Saturday, October 21, 2006

My Mortgage Advice For a First Time Homebuyer

As a new homeowner (a little over a month now), I figure that I would pass along the wisdom I gained in this transaction.

One tool available to first time homebuyers is the 1st time home buyers plan. Through this plan, the Canadian government allows new home buyers to withdraw up to $20,000 from their RSP without penalty. This money must be paid back to your RSP within 15 years. For those looking to come up with a downpayment ASAP, I definitely recommend utilizing this opportunity. When I graduated university and started working about two years ago, owning a home was a priority. As a result I started squirreling money into my RSP as quickly as possible. The tax returns that resulted from my RSP contributions were also put into my RSP. Its amazing how fast your savings can add up when you are disciplined.

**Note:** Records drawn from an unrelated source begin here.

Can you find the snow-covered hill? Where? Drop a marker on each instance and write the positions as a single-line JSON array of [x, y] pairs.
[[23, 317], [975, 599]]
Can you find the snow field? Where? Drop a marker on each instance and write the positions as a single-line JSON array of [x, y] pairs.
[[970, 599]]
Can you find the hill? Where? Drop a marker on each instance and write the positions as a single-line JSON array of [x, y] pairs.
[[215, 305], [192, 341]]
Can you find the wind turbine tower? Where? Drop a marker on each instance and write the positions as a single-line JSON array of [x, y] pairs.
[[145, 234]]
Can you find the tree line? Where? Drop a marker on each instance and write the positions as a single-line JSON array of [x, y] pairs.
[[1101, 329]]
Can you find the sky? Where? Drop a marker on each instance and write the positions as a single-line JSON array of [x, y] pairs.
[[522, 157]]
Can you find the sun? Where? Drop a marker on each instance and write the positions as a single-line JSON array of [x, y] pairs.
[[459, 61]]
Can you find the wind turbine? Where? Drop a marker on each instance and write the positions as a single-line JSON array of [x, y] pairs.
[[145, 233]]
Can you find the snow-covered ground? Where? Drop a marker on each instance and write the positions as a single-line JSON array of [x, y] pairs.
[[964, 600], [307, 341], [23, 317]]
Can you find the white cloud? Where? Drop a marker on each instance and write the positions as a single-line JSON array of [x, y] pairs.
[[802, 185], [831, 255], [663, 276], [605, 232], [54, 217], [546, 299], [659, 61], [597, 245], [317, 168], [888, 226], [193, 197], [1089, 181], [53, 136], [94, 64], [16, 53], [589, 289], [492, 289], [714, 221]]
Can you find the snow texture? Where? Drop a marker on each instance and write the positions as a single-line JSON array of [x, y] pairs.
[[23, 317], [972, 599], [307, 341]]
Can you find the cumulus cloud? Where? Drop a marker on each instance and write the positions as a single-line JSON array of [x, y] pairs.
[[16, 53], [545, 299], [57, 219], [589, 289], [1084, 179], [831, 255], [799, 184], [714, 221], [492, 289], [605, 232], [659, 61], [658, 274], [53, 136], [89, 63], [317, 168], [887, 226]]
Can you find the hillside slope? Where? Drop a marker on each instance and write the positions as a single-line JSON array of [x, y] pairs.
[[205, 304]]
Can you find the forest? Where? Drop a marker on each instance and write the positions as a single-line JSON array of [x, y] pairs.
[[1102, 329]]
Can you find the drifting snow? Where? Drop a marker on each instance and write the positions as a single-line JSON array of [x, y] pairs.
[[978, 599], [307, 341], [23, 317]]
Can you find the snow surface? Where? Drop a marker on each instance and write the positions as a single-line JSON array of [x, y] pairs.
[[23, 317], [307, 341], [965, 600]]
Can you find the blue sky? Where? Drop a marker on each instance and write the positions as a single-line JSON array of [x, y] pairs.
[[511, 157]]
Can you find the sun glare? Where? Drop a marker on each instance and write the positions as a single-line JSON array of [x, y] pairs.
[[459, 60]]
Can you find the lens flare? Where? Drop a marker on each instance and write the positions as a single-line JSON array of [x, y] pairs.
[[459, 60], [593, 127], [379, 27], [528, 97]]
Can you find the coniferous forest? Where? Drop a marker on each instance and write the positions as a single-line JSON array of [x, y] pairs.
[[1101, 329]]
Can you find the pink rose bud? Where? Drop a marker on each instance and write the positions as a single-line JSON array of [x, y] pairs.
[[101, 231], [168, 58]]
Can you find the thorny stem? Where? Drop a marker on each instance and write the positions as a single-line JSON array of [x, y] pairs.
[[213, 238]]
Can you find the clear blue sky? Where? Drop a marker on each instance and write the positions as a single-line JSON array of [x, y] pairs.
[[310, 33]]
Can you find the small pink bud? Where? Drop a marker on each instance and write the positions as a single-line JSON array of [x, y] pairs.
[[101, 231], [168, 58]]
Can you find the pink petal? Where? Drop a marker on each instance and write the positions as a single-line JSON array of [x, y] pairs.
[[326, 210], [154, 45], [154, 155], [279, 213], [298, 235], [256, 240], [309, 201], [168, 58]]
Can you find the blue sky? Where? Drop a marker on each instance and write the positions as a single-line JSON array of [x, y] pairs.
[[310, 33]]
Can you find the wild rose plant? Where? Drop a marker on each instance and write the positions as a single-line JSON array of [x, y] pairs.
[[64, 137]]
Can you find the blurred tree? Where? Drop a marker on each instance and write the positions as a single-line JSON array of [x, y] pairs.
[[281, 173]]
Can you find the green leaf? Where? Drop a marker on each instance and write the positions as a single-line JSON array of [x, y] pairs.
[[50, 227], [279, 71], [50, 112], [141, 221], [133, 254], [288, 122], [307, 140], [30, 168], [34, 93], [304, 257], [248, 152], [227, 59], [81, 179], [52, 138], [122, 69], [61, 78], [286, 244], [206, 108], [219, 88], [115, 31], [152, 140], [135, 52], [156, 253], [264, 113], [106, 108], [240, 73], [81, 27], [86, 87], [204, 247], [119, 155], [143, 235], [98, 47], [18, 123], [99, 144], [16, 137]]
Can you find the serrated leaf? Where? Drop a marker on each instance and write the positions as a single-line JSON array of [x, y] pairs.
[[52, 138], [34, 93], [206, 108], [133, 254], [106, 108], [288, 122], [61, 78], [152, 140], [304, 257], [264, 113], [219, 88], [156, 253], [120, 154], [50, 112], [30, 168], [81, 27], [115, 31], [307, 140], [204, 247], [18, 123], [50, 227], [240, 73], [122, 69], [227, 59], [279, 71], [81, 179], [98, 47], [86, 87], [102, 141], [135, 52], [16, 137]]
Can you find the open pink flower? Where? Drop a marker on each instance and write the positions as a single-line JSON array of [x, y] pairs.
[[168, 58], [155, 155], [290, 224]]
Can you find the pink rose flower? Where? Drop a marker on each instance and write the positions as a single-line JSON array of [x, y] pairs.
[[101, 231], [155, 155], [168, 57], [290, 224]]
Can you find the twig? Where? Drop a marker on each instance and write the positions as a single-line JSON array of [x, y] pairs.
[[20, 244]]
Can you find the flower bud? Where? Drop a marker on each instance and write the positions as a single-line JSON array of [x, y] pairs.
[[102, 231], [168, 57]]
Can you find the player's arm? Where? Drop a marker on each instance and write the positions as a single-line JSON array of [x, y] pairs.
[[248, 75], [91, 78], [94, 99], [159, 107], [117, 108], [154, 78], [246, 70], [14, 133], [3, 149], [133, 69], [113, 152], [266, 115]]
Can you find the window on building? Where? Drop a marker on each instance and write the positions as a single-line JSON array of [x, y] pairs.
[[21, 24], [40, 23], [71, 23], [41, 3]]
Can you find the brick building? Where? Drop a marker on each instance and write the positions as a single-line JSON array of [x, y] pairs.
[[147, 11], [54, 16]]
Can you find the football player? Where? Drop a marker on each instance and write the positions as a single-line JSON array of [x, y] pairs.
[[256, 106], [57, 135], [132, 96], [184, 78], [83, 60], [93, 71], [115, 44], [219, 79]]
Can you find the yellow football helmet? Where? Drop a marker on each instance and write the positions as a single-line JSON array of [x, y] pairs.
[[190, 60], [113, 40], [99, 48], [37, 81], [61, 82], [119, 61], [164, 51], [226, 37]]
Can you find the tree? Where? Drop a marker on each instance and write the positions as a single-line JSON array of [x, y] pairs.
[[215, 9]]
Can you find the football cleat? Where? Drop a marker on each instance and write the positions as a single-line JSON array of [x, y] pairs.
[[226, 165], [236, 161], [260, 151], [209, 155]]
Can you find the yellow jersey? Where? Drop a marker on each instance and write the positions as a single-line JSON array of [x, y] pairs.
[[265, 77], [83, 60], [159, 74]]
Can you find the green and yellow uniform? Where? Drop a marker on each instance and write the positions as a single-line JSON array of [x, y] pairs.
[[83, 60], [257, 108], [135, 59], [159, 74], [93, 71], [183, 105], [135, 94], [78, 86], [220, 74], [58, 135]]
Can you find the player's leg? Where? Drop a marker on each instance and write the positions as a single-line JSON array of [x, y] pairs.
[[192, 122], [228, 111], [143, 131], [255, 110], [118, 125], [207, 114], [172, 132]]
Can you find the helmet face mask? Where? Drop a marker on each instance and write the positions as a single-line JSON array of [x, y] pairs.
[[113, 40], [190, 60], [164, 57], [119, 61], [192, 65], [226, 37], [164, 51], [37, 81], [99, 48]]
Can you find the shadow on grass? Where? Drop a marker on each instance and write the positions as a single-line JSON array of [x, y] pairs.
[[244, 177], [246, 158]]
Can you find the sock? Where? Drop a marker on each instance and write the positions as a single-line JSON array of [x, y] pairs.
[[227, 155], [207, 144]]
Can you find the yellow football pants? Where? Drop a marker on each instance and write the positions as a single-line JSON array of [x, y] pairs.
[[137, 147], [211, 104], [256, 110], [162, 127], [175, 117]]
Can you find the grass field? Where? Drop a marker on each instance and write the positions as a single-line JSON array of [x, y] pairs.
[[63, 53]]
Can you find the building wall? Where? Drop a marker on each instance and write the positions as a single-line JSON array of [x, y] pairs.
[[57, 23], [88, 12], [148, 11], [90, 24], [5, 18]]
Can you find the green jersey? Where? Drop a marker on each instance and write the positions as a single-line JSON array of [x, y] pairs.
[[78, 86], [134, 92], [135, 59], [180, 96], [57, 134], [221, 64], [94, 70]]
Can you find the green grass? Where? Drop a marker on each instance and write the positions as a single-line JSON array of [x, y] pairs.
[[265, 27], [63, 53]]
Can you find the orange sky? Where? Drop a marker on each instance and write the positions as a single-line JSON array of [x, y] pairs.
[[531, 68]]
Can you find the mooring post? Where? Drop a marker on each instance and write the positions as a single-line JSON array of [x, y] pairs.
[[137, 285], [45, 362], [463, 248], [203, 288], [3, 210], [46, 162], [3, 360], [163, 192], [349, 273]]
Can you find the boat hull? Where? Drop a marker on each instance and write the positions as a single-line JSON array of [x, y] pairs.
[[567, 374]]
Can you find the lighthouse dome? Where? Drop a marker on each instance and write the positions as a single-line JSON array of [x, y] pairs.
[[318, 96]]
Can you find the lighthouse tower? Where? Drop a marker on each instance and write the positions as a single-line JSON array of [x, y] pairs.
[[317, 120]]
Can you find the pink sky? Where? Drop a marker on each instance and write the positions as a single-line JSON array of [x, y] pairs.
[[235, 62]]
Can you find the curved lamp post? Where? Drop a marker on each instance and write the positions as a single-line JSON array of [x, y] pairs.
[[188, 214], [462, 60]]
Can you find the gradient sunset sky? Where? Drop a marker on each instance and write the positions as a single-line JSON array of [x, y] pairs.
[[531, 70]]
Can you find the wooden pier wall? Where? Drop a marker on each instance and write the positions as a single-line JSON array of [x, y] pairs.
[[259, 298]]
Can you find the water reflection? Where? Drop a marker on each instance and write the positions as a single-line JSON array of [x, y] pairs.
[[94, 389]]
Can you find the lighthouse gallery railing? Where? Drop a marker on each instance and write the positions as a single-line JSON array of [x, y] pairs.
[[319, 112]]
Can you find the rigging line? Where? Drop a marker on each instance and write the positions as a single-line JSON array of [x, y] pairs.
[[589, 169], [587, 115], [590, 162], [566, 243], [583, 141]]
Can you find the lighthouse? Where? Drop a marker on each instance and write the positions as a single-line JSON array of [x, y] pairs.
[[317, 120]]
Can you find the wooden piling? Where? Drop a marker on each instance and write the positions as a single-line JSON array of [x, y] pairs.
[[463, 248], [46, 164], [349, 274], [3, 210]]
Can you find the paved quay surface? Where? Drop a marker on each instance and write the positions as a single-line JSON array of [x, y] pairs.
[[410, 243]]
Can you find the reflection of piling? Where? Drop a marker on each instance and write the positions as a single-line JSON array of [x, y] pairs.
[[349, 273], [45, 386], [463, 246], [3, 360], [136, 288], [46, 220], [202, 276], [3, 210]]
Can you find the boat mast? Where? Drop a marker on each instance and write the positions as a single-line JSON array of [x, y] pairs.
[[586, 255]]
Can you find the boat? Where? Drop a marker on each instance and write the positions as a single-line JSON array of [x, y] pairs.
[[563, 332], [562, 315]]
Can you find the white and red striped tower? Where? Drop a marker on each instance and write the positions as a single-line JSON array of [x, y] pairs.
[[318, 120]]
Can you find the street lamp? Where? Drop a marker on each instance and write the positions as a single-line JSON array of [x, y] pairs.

Another option available to first time homebuyers is a spousal RSP contribution. If you are buying your home with your spouse, you can each withdraw $20,000. In my case, I had more than $20,000 saved for a house, buy my wife did not. My marginal tax rate was higher, so it made sense to apply my savings in addition to 20K to her RSP. In this case, that money applied towards her 20K limit, but I received the tax deduction.

Now that I had the money for my downpayment, I was ready to shop for a mortgage. During this process it became obvious that their are only two options: 1) ING 2)A mortgage broker.
When I first went shopping, a friend from work had a buddy who worked at TD. I was told he would "hook me up". I went in and was quoted his best rate. On a variable mortgage I was offered prime -.6% and 5.75% on a 5 year mortgage. Both much better than posted. I then went to a mortgage broker. They offered me prime -.8% for variable or 5.4% for fixed. My next stop was to ING, they matched the prime -.8% and did slightly better with 5.35%. ING had some terms that I liked, such as paying off up to 25% of the mortgage each year via a lump sum payment and the option to increase mortgage payments up to 25% each year. So in the end I went with ING.

A few weeks after closing my mortgage, the guy from TD called asking if I was still looking for a mortgage. I told him the rate I got though ING and his response told me I had made the right choice: "You got a great rate. That is probably the best rate I could have got you, but even then, my manager would have needed to approve and I wouldn't have received any commission".

THE MORAL:For those who don't have a friend at the bank, I highly doubt that you will be offered anything better than ING is posting. Especially on your first home purchase.

Hopefully this helps you in your house hunting.

Until next time.

2 Comments:

At 4:49 PM, Anonymous Anonymous said...

It's 15 years, check your source.

 
At 3:18 PM, Blogger Jeadie5 said...

You are right. I knew that, 20 must have been a typo. Thanks for the head's up.